Le repos: indispensable pour sortir du Burn-Out

Le burn out est un état d’épuisement physique, émotionnel et mental lié à une dégradation du rapport d’une personne à son travail.

Le burn out apparaît quand le travailleur ressent un écart trop important entre ses attentes, la représentation qu’il se fait de son métier et la réalité de son travail. Concrètement, face à des situations de stress professionnel chronique, la personne en burn out ne parvient plus à faire face.

Le burn out n’est pas une maladie mentale. C’est un ensemble de symptômes (syndrome) résultant de la dégradation du rapport subjectif au travail.
Cela se traduit par :
* Un épuisement émotionnel, physique et psychique.

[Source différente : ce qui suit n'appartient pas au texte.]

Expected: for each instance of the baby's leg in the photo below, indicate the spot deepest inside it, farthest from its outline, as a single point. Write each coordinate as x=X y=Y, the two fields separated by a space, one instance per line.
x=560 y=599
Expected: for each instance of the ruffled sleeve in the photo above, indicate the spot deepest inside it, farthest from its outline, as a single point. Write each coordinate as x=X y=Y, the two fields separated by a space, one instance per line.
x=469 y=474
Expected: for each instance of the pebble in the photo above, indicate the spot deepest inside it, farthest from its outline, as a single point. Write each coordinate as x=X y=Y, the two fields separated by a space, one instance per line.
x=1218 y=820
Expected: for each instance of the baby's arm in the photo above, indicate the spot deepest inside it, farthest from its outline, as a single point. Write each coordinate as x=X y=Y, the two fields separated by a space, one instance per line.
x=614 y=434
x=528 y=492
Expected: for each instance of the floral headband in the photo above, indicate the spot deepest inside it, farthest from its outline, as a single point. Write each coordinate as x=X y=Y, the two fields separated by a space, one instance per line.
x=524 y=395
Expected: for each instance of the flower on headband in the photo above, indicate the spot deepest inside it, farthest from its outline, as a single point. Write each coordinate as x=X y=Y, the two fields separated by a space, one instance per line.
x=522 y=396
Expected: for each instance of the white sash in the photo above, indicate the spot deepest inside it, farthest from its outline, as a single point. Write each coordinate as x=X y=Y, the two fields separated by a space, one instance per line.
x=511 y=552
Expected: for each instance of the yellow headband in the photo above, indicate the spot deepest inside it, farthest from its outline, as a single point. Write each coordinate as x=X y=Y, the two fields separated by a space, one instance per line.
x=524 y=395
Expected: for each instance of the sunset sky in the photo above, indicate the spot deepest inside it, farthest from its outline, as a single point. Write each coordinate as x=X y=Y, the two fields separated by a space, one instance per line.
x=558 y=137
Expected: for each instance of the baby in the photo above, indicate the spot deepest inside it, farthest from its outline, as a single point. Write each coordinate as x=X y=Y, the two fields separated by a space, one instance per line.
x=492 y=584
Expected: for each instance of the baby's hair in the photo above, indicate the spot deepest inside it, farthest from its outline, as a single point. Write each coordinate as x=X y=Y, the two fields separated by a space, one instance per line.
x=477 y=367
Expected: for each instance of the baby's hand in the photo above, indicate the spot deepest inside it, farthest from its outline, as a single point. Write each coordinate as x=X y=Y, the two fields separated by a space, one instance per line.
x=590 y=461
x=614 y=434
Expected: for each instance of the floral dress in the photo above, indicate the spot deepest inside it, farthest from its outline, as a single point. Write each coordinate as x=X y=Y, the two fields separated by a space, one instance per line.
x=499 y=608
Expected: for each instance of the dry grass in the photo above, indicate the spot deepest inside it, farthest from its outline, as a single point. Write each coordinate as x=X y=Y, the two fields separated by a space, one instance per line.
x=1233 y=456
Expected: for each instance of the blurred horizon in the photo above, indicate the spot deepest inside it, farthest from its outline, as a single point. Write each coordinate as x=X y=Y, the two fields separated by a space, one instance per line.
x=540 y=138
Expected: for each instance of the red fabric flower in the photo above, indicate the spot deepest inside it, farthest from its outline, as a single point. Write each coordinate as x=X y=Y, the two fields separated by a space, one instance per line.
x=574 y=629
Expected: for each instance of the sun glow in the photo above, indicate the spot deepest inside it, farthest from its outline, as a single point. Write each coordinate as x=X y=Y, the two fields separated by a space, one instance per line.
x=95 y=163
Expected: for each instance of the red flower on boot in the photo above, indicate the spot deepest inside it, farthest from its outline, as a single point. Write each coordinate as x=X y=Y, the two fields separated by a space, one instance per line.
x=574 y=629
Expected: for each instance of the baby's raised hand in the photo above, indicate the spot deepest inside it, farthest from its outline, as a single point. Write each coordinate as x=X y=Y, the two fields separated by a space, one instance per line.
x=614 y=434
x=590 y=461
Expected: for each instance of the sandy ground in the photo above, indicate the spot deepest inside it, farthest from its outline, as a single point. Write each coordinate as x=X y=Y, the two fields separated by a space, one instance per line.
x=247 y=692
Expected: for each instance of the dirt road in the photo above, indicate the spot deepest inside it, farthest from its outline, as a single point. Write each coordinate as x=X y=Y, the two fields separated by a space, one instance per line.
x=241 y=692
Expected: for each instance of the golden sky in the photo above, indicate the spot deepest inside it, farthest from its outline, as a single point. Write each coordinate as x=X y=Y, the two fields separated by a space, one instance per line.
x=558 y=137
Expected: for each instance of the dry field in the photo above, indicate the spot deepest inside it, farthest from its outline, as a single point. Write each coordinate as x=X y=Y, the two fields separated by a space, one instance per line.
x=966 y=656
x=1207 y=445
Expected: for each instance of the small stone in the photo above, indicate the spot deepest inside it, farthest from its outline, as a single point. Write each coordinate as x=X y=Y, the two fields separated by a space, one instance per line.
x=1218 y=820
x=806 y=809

La personne a la sensation d’être “vidée de ses ressources”.
* Les temps de repos habituels (sommeil, week-end, congés, etc.) ne suffisent plus à soulager cette fatigue.
* Le développement d’une attitude cynique dans le cadre du travail.
* Pour se protéger de la déception émotionnelle (il n’arrive plus à “bien” faire son travail), le professionnel se désengage de son travail et “déshumanise” les gens qu’il est amené à côtoyer (clients, patients, collègues).
* Il en résulte un comportement dur, négatif.
* Une dévalorisation de soi, la perte de la sensation d’accomplissement au travail, l’impression de ne plus être à la hauteur.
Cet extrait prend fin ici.